Only you can choose what type of environment will suit your personality best. What works for you may not work for another designer. Let’s explore the pros and cons of each distinct direction and why all graphic design is not created equal.
Target. American Greetings. Bank of America. Every major company has an advertising/marketing department, and most have graphic designers on staff. These designers are responsible for the company’s marketing and promotional materials, website updates and presentation graphics.
Pros: The greatest asset to working in-house is the stability that it brings both to the company and to the designer (which certainly can’t be understated in the current economic market.) Companies appreciate the assurance of having an “on-call” design department on the cheap, where graphic designers value predictable working hours, assured payment for work, no contracts, and benefits packages such as paid time off and a 401k.
Cons: More often than not, once you go corporate you never go back. It is very easy to pigeonhole your portfolio by working on a single brand for an extended period of time. This risk is even greater for those recent graduates just entering the industry. The workplace can leave you wanting, especially those who thrive in team-oriented environments. In addition, companies expect their designers to adhere to strict branding guidelines with little room for “fresh” design experimentation. After time, many designers’ creative juices dry up and they are left with a portfolio filled with vacuum cleaner ads.
Advertising agencies offer planning, strategy and creative problem solving to a plethora of clients. Designers are members of a team that develop unforgettable ad campaigns, catchy tag lines and eye-popping graphics.
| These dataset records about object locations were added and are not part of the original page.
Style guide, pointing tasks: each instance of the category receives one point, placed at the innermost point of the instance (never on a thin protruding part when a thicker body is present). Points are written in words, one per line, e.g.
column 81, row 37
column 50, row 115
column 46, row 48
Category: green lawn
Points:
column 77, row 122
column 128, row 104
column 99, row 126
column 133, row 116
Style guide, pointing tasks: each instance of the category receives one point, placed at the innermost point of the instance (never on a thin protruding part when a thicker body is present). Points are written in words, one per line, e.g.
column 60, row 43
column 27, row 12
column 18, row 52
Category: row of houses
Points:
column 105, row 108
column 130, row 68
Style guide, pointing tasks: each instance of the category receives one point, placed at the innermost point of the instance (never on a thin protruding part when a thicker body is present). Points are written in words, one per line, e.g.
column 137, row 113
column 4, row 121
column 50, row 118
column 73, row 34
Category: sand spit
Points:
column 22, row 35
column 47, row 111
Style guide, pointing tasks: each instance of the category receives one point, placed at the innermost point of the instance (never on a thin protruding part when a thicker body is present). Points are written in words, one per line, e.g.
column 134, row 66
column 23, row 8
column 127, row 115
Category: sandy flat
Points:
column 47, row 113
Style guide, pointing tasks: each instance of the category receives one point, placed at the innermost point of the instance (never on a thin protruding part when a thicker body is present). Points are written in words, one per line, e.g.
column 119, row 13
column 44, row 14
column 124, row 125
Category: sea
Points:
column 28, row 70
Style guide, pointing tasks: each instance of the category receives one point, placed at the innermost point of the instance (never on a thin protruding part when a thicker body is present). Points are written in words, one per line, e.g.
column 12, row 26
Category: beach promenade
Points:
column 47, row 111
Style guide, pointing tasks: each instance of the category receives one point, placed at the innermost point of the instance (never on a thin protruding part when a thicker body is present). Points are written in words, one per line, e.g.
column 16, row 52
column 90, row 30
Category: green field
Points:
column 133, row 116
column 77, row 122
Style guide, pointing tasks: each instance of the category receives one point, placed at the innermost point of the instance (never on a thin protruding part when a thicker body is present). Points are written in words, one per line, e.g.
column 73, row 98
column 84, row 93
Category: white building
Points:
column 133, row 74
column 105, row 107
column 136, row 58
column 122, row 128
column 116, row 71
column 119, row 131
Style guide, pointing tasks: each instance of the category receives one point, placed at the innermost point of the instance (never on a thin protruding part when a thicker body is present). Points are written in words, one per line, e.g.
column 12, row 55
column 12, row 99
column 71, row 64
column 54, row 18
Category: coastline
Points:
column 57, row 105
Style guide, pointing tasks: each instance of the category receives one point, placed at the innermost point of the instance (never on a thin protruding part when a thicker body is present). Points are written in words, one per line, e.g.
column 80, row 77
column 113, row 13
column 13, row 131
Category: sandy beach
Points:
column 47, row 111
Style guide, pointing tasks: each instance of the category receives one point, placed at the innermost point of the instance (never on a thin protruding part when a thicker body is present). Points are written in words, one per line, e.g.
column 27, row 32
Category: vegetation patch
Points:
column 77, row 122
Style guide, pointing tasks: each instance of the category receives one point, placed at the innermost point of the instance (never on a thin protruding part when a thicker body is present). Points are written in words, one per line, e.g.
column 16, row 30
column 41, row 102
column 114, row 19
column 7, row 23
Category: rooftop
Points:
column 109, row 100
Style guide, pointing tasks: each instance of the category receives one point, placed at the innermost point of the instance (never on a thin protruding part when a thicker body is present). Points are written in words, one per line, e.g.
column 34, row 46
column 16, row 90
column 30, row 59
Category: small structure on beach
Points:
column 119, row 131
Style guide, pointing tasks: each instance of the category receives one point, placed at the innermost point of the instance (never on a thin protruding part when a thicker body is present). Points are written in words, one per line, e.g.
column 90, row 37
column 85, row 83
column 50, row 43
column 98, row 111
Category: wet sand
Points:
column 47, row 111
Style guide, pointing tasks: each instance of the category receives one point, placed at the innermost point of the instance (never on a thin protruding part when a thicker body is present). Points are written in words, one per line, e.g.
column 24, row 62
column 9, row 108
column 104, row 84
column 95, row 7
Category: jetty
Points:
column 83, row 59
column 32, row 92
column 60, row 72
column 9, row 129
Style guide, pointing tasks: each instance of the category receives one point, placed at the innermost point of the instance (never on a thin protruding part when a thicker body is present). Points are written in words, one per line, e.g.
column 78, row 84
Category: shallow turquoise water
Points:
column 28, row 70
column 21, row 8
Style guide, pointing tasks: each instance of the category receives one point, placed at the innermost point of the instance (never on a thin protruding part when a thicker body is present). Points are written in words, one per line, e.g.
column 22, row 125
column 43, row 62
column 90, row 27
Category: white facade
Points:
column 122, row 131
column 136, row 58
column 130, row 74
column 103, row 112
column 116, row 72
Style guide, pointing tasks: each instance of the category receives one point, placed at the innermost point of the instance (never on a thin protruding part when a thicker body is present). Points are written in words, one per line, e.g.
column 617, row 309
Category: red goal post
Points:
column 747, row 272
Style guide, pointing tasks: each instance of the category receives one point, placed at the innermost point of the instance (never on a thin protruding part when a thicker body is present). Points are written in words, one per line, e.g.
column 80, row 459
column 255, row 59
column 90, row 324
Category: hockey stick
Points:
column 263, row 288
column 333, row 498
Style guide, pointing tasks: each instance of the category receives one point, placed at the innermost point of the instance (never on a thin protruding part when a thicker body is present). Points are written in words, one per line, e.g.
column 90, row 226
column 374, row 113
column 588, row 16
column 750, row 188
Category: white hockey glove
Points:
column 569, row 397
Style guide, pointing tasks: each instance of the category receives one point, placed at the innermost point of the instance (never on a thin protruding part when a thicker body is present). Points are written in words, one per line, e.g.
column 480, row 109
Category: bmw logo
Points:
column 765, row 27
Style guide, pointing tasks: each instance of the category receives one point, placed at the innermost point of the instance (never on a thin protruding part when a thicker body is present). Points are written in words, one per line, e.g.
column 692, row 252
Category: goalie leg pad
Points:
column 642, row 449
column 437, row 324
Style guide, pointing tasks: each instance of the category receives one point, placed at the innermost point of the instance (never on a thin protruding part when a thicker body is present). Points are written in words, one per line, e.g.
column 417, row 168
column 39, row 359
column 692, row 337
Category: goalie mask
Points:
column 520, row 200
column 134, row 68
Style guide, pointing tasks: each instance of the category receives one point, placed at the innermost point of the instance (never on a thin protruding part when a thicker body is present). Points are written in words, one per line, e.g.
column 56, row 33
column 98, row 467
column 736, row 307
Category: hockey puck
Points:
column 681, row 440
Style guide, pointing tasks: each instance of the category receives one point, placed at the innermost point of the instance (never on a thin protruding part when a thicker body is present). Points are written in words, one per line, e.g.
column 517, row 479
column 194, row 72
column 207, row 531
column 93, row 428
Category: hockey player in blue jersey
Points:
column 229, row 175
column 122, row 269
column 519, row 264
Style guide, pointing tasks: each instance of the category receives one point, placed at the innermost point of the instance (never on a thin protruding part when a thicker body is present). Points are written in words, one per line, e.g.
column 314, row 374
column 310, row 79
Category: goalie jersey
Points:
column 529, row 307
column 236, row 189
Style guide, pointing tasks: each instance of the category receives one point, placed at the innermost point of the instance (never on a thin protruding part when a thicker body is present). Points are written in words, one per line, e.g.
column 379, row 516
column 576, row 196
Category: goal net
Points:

Some agencies specialize in areas such as interactive design, while others may be broader in scope.
Pros: Perhaps the largest advantage to working in an advertising agency is the variety of clients and projects; everything from branding, to print brochures, to website design, to interactive applications, to commercial spots, and so on. You will never be bored and neither will your portfolio. Employees work in a fast-paced environment built around teams striving for top-notch awards and recognition from the advertising community. Agencies are known for inspiring, open work spaces void of cubicles and ripe for creative interaction between employees. If you thrive on collaboration and relationship-building, agency life could be for you. Last, most agencies offer competitive salaries with opportunities for promotion to leadership positions such as Art Director and Creative Director.
Cons: Long hours, creative burn-out and job insecurity are a few of the negatives to working in an advertising agency. When deadlines are set, deadlines must be met, and finishing a project late into the night is common. Because working at such high intensity can lead to creative block and burn-out, it’s important to find balance between work and home to re-energize. Profits are built around client revenue, so when a major account is lost, so could your job. This is an important consideration if you have a family and children who rely on you for support.
As the name implies, these designers are their own bosses. With great freedom comes great responsibility and the freelance graphic designer will be the first to tell you that developing and maintaining an established clientele is no easy task. These designers have the flexibility to customize schedules around their personal lives and families, as well as budget the amount of projects they take on.
Pros: Becoming a freelance designer or consultant will provide you with the ultimate flexibility and creative freedom. Freelancers have the option to choose what type of projects to work on, and who to work for. As you build a reputation and a clientele, these choices become even more apparent. These designers get to set their own pay rate and in many cases are among the highest earners. Because your schedule is ultimately up to you, balancing work habits with family and outside commitments is easier than in agency or in-house design.
Cons: High Risk. High Reward. As a freelance designer, it’s an “eat what you kill” business model and the absence of a steady paycheck can stressful. This is especially true for recent graduates just entering the industry who do not have the experience or reputation to bring in work. You will be working alone, which can have an adverse effect on the creative process. Freelancers must be organized in order to manage client contracts and billing, legal considerations, as well as business marketing.
What advice can you give readers about where you worked as a graphic designer? Do you prefer one work environment over another?